But man the translation is awful. If you are going to read this in English I urge you to find another version. Something that claims to be relatively literal.

This translation, in what seems to be the standard British fashion, prizes "fluency" above all. Fluency meaning that the translation flows gently and steadily along, presenting as few obstacles as possible to someone whose purpose in reading is simply to make his way to the end of the stream in one piece without feeling he has missed any interesting sights along the way.

The problem is Aristotle's text does not offer such ready conveyance, not even to the original Greek readers. Aristotle is dealing with very subtle and confusing problems, problems that to this day nobody is sure they understand. Aristotle's investigations *presuppose* an understanding of terms like ousia and especially ti-en-einai whose meanings have subsequently been contested (or simply ignored) for thousands of years now.

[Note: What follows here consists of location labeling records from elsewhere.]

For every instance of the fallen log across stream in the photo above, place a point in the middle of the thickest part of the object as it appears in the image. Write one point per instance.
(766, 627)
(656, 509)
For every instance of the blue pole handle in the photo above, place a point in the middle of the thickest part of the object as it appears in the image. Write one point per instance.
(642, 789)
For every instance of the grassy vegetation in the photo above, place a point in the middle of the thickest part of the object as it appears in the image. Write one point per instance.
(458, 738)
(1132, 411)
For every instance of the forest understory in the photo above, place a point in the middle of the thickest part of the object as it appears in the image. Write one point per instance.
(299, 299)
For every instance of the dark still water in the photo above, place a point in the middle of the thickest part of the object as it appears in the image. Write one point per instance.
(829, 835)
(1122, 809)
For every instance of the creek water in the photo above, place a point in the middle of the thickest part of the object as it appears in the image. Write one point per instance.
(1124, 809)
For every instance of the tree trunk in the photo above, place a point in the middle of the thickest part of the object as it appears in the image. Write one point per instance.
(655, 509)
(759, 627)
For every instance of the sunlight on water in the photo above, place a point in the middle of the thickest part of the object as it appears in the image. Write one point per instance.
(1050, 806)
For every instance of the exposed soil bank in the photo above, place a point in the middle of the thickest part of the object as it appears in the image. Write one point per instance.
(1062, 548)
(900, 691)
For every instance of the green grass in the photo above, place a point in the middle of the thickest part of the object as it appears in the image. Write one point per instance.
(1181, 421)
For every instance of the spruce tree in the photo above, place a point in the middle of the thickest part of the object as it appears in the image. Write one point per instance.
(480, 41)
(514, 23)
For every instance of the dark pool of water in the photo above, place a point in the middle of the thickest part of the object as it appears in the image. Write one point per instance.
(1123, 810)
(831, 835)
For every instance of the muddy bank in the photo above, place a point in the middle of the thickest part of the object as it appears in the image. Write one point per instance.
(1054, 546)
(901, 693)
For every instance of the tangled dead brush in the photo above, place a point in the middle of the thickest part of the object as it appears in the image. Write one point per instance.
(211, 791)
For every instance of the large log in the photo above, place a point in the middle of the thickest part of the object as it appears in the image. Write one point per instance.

What the translator has done to create the illusion of transparency in what should be an opaque text is to translate by analogy. By this I mean that he takes Aristotle's formulations and then replaces them, as complete wholes, with *analogical* expressions from modern educated English. And modern analogues are readily available because virtually all modern philosophical jargon derives from Aristotle (proximately or ultimately <which distinction is also from Aristotle incidentally>).

What the translator should be doing is trying to hew as close as possible to Aristotle's actual words, elegance be damned, so that the reader has the raw material with which he can hope to reconstruct what Aristotle might mean. The extreme of this style would be Heideggerian translation where compound words are translated by their roots, in order to retain as much of the elemental phenomenological meaning as possible. (The danger of this approach I think is that it's possible to make the words more elemental than they were for Aristotle himself.)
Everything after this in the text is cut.